2. The reference has arisen in these circumstances : Bachan Singh, appellant in Criminal Appeal No. 273 of
1979, was tried and convicted and sentenced to death under Section 302, Indian Penal Code for the murders of
Desa Singh, Durga Bai and Veeran Bai by the Sessions Judge. The High Court confirmed his death sentence
and dismissed his appeal.
3. Bachan Singh's appeal by special leave, came up for hearing before a Bench of this Court (consisting of
Sarkaria and Kailasam, JJ.).
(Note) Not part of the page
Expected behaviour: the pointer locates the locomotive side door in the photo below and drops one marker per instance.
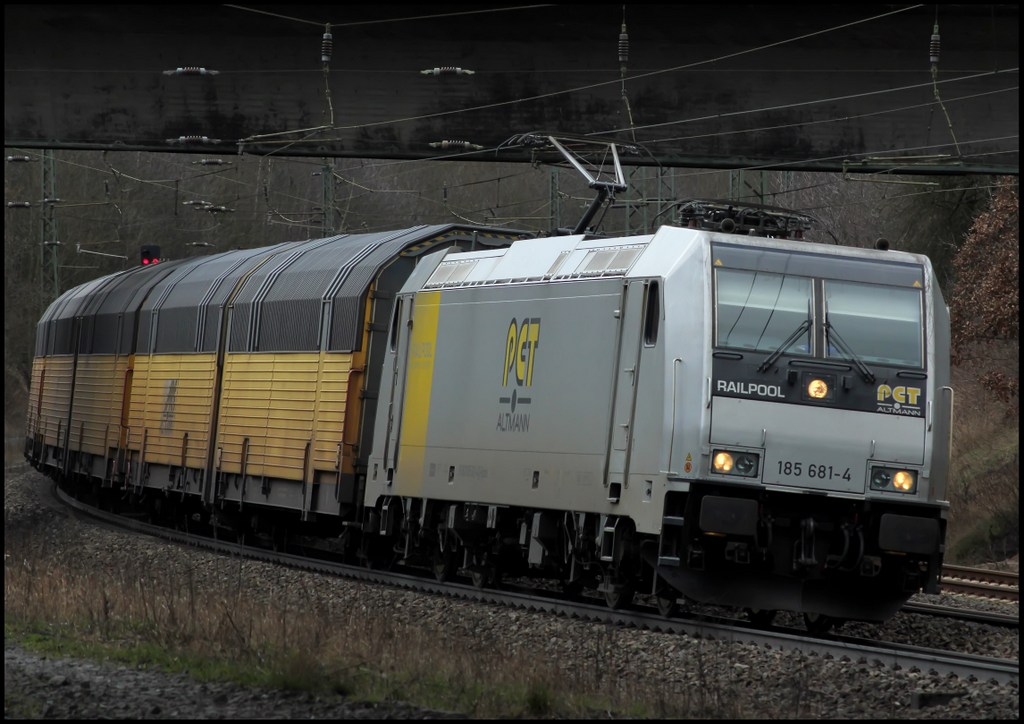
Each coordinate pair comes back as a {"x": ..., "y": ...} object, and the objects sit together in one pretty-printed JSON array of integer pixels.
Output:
[{"x": 625, "y": 385}]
The only question for consideration in the appeal was, whether the facts found by
the courts below would be "special reasons" for awarding, the death sentence as required under Section 354(3)
of the CrPC, 1973.
4. Shri H. K. Puri, appearing as amicus curiae on behalf of the appellant, Bachan Singh, in Criminal Appeal
No. 273 of 1979, contended that in view of the ratio of Rajendra Prasad v. State of U. P. (1979) 3 SCR 646,
the courts below were not competent to impose the extreme penalty of death on the appellant It was submitted
that neither the circumstance that the appellant was previously convicted for murder and committed these
murders after he had served out the life sentence in the earlier case, nor the fact that these three murders were
extremely heinous and inhuman, constitutes a "special reason" for imposing the death sentence within the
meaning of Section 354(3) of the CrPC, 1974. Reliance for this argument was placed on Rajendra Prasad
(ibid) which, according to the counsel, was on facts very similar, if not identical, to that case.
5. Kailasam, J. was of opinion that the majority view in Rajendra Prasad taken by V.R. Krishna Iyer, J., who
spoke for himself and D.A. Desai, J., was contrary to the judgment of the Constitution Bench in Jagmohan
Singh v. State of Uttar Pradesh , inter alia, on these aspects:
(i) In Rajendra Prasad, V.R. Krishna Iyer, J. observed:
The main focus of our judgment is on this poignant gap in 'human rights jurisprudence' within the limits of the
Penal Code, impregnated by the Constitution. To put it pithily, a world order voicing the worth of the human
person, a cultural legacy charged with compassion, an interpretative liberation from colonial callousness to
life and liberty, a concern for social justice as setting the rights of individual justice, interest With the
inherited text of the Penal Code to yield the goals desiderated by the Preamble and Articles 14, 19 and 21.